I think a compelling example of an object interacting with a collaborator in a way that isn’t an implementation detail is actually a Presenter
interacting with a View
in MVP. Take, for example, this Presenter
that we talked about in my post on MVP and object seams
class Presenter {
public void presentCards() {
if (mIsAttendeeAtVenue) {
if (!mMsgSettings.hasAnsweredMessagePrompt()) {
mExploreView.addMessageOptInCard();
}
}
}
}
In this snippet, the Presenter
’s responsibility is to display the appropriate cards depending on various factors. When we write a test that includes the line verify(mExploreView).addMessageOptInCard()
, we’re merely making sure that the Presenter
does its job. We’re concerned with the “what,” not with the “how.” If mExploreView
wants to change how it actually adds a message opt in card, we don’t care. If the implementation of MessageSettings.hasAnsweredMessagePrompt
changes, again, we don’t care.
Mocking Types We Don’t Own
Although the exceptions thrown by running android unit tests that exercise unmocked android dependencies suggests otherwise, we shouldn’t be in the business of mocking types we don’t own. Again, Freeman and Pryce are explicit about the disadvantages of doing this:
We find that tests that mock external libraries often need to be complex to get the code into the right state for the functionality we need to exercise. The mess in such tests is telling us that the design isn’t right but, instead of fixing the problem by improving the code, we have to carry the extra complexity in both code and test. A second risk is that we have to be sure that the behavior we stub or mock matches what the external library will actually do.
This second risk is actually something that Jake Wharton has commented on explicitly in the context of using robolectric for Android testing:
[With robolectric], you end up testing the wrong thing…your test is testing the robolectric implementation of these lifecycles and these mechanisms…the fact that you’re relying on those behaviors…it’s going to devalue the actual test itself.
-Jake Wharton, Fragmented Podcast Episode 7 4:10
The approach recommended by Freeman and Pryce – and the approach that I strive to follow when writing tests for my code – is to instead write an adapter layer that translates requests from our application to the third party library, which in this case is the Android SDK. The View
in MVP is often a part of this adapter layer, as it translates requests made in the language of our application into code that talks directly to the Android SDK.
Conclusion
So, don’t make too many verifications on your mocks and don’t mock types you don’t own.
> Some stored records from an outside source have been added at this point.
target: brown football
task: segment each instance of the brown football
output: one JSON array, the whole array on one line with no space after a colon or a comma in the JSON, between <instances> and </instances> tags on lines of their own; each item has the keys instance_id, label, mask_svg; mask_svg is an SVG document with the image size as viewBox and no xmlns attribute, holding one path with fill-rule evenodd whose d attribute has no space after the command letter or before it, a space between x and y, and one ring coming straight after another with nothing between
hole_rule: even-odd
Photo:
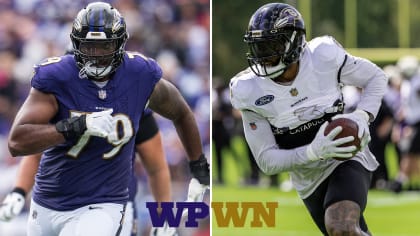
<instances>
[{"instance_id":1,"label":"brown football","mask_svg":"<svg viewBox=\"0 0 420 236\"><path fill-rule=\"evenodd\" d=\"M340 147L346 147L355 145L357 147L356 151L353 152L353 156L356 155L356 153L360 150L360 139L357 137L357 132L359 130L359 127L356 122L347 119L347 118L338 118L335 120L332 120L327 127L324 130L324 135L327 135L331 130L333 130L335 127L341 126L343 127L343 130L335 137L335 139L344 138L347 136L353 136L354 140L345 144L340 145ZM347 160L347 158L334 158L339 161Z\"/></svg>"}]
</instances>

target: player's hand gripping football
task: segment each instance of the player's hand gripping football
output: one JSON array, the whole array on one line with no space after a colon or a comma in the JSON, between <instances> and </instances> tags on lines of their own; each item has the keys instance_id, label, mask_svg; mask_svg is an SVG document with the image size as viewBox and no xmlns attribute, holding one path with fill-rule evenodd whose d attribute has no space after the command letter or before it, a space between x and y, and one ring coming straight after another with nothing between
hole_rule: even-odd
<instances>
[{"instance_id":1,"label":"player's hand gripping football","mask_svg":"<svg viewBox=\"0 0 420 236\"><path fill-rule=\"evenodd\" d=\"M309 160L325 160L332 157L337 158L351 158L352 152L357 149L356 146L339 147L342 144L351 142L354 140L353 136L335 139L335 137L343 129L341 126L335 127L327 135L324 135L325 128L328 122L325 122L318 130L314 140L306 148L306 155Z\"/></svg>"},{"instance_id":2,"label":"player's hand gripping football","mask_svg":"<svg viewBox=\"0 0 420 236\"><path fill-rule=\"evenodd\" d=\"M363 151L370 142L368 113L362 110L355 110L352 113L336 115L332 119L335 120L338 118L347 118L357 123L357 137L360 139L360 150Z\"/></svg>"},{"instance_id":3,"label":"player's hand gripping football","mask_svg":"<svg viewBox=\"0 0 420 236\"><path fill-rule=\"evenodd\" d=\"M13 190L7 194L0 207L0 220L9 221L19 215L25 206L25 193Z\"/></svg>"}]
</instances>

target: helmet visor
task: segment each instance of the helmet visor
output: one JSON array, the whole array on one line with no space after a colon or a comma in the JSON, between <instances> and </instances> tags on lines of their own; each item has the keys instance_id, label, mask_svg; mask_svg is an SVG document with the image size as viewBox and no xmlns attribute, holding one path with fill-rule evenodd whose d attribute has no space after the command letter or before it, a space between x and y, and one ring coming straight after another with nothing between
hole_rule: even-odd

Following this advice – advice that’s given by the inventors of mocks – will make your tests simpler and less tied to implementation details of the class you’re trying to test.3 If we follow this advice, I think we’ll find that mocks are a very apt tool for unit testing android applications.
Notes
-
See “Mocks Aren’t Stubs” and “Some Mocks” for example.
-
“Growing Object Oriented Software Guided by Tests,” 319.
-
I actually think following these two pieces of advice leads to a virtuous circle: if you only mock types you own, then you have to define types in the language of your application. This makes your test less coupled to implementation details, as stubbing these types in the arrange step of your unit test will actually just feel like you’re declaratively specifying preconditions in the language of your application. Conversely, there’s a vicious cycle caused by mocking types you don’t own. You’re tests are going to be more tied to implementation details and because mocking types we don’t own winds up being complicated, its especially painful to change tests when implementation details need to change.